Charlie plowed back into the crowd and tried to maneuver his way to the door. But every few steps another woman would grab him by the arm, the neck and even his crotch to ask why he hadn’t called them in such a long time.

At the door, Gisella stopped and kissed Isabella on each cheek and then waved goodbye to her.

“No. Wait,” he called after her, but the loud music swallowed his voice and a throng of women kept pulling at him. By the time he made it to the door and then glanced down the hallway of his Buckhead high-rise, Gisella was long gone.




Chapter 2


“He’s not my type,” Gisella repeated to herself. No matter how many times she made the declaration, a part of her rebelled at the notion. The thought just kept coming to the forefront of her mind how handsome-no-how fine Charlie Masters was. From the moment that six-two, golden brown Adonis strolled inside his high-rise apartment, Gisella could hardly take her eyes off of him.

The man exuded confidence and possessed an undeniable sexual prowess that dampened his fair share of panty liners whenever he walked by. And those eyes—playful hazel green—that sparkled if you were fortunate enough to hold his attention.

No wonder every woman in the room was practically drooling and shamelessly throwing themselves at him. It wasn’t surprising that he looked as if he was reveling in his element.

From the moment she’d slipped her hand into his, there was a powerful magnetic pull toward him, which was right on course since she had an affinity for bad boys, the very habit that she’d promised herself to break.

With a determined shake of her head, Gisella erased Charlie’s image just as she arrived at her car in the high-rise parking garage. “Forget about him,” she mumbled under her breath as she unlocked the car and slid in behind the wheel.

But that was easier said than done. After moving over four thousand miles to get away from the last playa extraordinaire who’d broken her heart, Robert Beauvais, she swore her next man would be the more stable kind—the marrying kind. When his name and image floated across her head, she couldn’t help but roll her eyes. Of all the men she could have fallen for, she had to fall in love with an international male model.

If there was one life lesson learned, it was to never trust a man who’s prettier than you are.

Gisella laughed at herself as she pulled out onto the highway and headed toward her half sister’s apartment in downtown Atlanta. The distance wasn’t too far, but with so many one-way roads, it was easy for her to keep getting turned around.

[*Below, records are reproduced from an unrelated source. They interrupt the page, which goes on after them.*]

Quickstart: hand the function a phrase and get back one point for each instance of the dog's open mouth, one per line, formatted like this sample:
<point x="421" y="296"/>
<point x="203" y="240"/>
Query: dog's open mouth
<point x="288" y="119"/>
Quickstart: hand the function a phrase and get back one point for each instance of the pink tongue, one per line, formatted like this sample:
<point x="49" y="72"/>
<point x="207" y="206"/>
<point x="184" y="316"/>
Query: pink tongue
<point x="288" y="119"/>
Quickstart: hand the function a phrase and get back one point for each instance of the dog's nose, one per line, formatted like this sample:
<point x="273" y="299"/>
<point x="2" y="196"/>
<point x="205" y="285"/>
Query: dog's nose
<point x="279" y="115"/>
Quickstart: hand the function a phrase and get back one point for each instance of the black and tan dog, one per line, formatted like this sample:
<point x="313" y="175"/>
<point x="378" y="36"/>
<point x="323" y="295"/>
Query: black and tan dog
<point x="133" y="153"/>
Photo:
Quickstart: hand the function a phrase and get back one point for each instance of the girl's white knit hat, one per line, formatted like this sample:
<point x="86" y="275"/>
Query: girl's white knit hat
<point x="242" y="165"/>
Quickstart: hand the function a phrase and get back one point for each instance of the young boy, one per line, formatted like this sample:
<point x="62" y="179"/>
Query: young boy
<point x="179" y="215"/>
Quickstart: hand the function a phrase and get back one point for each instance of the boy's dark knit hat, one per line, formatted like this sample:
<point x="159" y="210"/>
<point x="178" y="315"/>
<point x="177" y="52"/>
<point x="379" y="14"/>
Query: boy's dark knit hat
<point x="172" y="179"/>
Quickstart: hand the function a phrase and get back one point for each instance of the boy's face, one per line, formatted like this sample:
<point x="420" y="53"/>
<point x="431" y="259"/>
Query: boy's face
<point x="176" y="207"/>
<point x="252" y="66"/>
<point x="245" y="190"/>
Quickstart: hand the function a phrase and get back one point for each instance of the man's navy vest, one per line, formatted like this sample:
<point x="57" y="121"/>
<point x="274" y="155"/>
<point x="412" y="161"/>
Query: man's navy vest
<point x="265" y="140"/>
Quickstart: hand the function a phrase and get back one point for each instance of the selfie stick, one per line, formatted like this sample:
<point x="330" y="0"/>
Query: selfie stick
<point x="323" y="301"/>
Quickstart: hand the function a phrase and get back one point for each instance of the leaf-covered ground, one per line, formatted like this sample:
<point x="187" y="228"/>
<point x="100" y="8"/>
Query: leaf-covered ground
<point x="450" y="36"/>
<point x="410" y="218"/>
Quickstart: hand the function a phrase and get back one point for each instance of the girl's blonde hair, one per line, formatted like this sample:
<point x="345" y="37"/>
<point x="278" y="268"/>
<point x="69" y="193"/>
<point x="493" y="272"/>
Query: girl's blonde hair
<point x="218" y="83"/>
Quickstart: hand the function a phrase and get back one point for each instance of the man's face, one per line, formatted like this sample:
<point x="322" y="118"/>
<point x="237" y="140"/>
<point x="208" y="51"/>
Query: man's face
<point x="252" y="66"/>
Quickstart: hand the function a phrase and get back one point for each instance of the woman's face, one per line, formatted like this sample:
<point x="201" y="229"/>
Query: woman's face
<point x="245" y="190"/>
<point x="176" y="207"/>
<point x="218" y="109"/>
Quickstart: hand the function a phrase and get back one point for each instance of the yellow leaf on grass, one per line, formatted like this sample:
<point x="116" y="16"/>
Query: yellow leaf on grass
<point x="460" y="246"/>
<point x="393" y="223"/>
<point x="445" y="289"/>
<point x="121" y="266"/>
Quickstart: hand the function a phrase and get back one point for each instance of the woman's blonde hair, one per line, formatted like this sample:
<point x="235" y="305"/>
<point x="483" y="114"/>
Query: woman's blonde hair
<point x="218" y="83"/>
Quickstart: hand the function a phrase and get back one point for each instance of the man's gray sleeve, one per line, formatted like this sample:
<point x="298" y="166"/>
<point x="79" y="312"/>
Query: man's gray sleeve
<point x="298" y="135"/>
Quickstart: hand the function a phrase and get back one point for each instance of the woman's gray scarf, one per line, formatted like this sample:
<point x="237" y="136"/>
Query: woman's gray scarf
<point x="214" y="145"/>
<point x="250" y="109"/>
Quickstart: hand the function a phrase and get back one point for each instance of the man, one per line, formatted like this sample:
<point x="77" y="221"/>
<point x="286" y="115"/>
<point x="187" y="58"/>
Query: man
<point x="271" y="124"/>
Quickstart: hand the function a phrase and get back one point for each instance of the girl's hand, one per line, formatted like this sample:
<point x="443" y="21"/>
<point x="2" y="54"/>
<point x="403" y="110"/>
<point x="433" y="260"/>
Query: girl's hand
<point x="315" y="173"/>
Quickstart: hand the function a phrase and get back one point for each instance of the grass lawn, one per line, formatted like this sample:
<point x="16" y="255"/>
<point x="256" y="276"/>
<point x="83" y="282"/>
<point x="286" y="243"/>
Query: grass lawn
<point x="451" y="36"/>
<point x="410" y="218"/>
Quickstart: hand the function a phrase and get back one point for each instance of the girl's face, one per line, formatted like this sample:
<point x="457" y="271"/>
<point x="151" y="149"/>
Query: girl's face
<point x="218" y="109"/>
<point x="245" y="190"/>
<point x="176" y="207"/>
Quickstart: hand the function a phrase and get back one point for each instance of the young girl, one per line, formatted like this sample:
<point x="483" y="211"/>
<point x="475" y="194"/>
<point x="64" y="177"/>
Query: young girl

By the time she made it to Anna’s place, it was beyond late, and her sister had already gone to bed for the night. It was just as well because the last thing she wanted to do was play Twenty Questions.

Since Gisella’s move to America, Anna had taken her role as protector a bit too seriously. Gisella suspected it had a lot to do with Anna’s obsession with police shows and forensic files. For her, trouble lurked around every corner, especially if there was a man involved. Where Gisella had one ugly breakup, Anna had a string of them.

Despite being beautiful, men had lied to, stolen from, beaten up and slept around on Anna. You name it, she had been through it, and when Gisella called her crying about Robert’s infidelity, Anna convinced her to leave France and start over with a new life in Atlanta.

Nine months later, Gisella wasn’t exactly sorry she’d made the move, but she realized that she had underestimated just how broken and bitter her sister really was. Once a month, Anna and a handful of her college girlfriends would host the Lonely Hearts Club. It was supposed to be a book club, but its real function was for the women to get together and gripe about men.

At first Gisella welcomed the sisterhood meetings as a place to vent over the demise of her engagement, but at what point were these women going to move on?

Gisella used the meetings as the first step in healing.

Anna used the group as a monthly soapbox.

After tiptoeing to her sister’s room, Gisella slowly turned the knob and opened the door, then eased her head inside. Under the soft glow of light from the nightstand table, Gisella found Anna’s sleeping form curled up on her side with a thick book next to her. Smiling, Gisella eased into the room and made it over to the bed to gently remove her sister’s reading glasses from her face.

Anna moaned and stirred, but she didn’t wake. “Good night, big sis,” Gisella whispered, leaning down and placing a kiss against her sister’s forehead before turning off the light.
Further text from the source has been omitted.